Werner se acercó a ella y la besó con ternura en el cuello. Dorothea le cruzó la cara, y él se echó a reír.
—Emociones intensas, violencia. Así que eres humana, después de todo.
El sudor perló la frente de Dorothea, aunque en la habitación no hacía calor. No estaba dispuesta a seguir escuchándolo. Se dirigió a la puerta.
Él se abalanzó hacia ella, la cogió por el brazo y la obligó a volverse.
—No vas a apartarte de mí, esta vez no.
—Suelta —dijo ella débilmente—. Eres un cabrón despreciable, me das asco.
—Tu madre ha dejado claro que si tenemos un hijo te lo dará todo a ti. —La acercó más—. ¿Me has oído? Todo será tuyo. Christl no quiere hijos ni tampoco un marido, pero puede que le hayan hecho la misma oferta. ¿Dónde está ahora mismo?

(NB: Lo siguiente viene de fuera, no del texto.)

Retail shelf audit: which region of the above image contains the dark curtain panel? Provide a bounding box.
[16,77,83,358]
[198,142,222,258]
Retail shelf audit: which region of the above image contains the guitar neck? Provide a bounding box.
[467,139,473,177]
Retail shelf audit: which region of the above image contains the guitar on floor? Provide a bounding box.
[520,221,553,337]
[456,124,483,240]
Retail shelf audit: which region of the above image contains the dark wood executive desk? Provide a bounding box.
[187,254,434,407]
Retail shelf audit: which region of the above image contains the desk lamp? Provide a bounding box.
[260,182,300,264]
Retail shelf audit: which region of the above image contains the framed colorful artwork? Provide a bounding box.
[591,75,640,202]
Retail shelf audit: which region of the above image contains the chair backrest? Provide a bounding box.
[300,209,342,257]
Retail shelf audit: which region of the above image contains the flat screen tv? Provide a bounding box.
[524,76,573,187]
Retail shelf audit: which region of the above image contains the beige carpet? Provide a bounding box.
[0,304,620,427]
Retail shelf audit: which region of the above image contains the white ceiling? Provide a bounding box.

Werner estaba cerca, pegado a ella.
—Párate a pensar —prosiguió—. Tu madre os ha enfrentado para saber qué le pasó a su marido, pero, sobre todo, quiere que su familia no se extinga. Los Oberhauser tienen dinero, prestigio y bienes. Sólo le hacen falta herederos.
Dorothea se zafó. Su marido tenía razón: Christl estaba con Malone y su madre no era de fiar. ¿Le habría hecho la misma oferta a su hermana?
—Vamos por delante de ella —aseguró él—. Nuestro hijo sería legítimo.
Dorothea se odió, pero aquel hijo de puta tenía razón.
—¿Nos ponemos manos a la obra? —preguntó.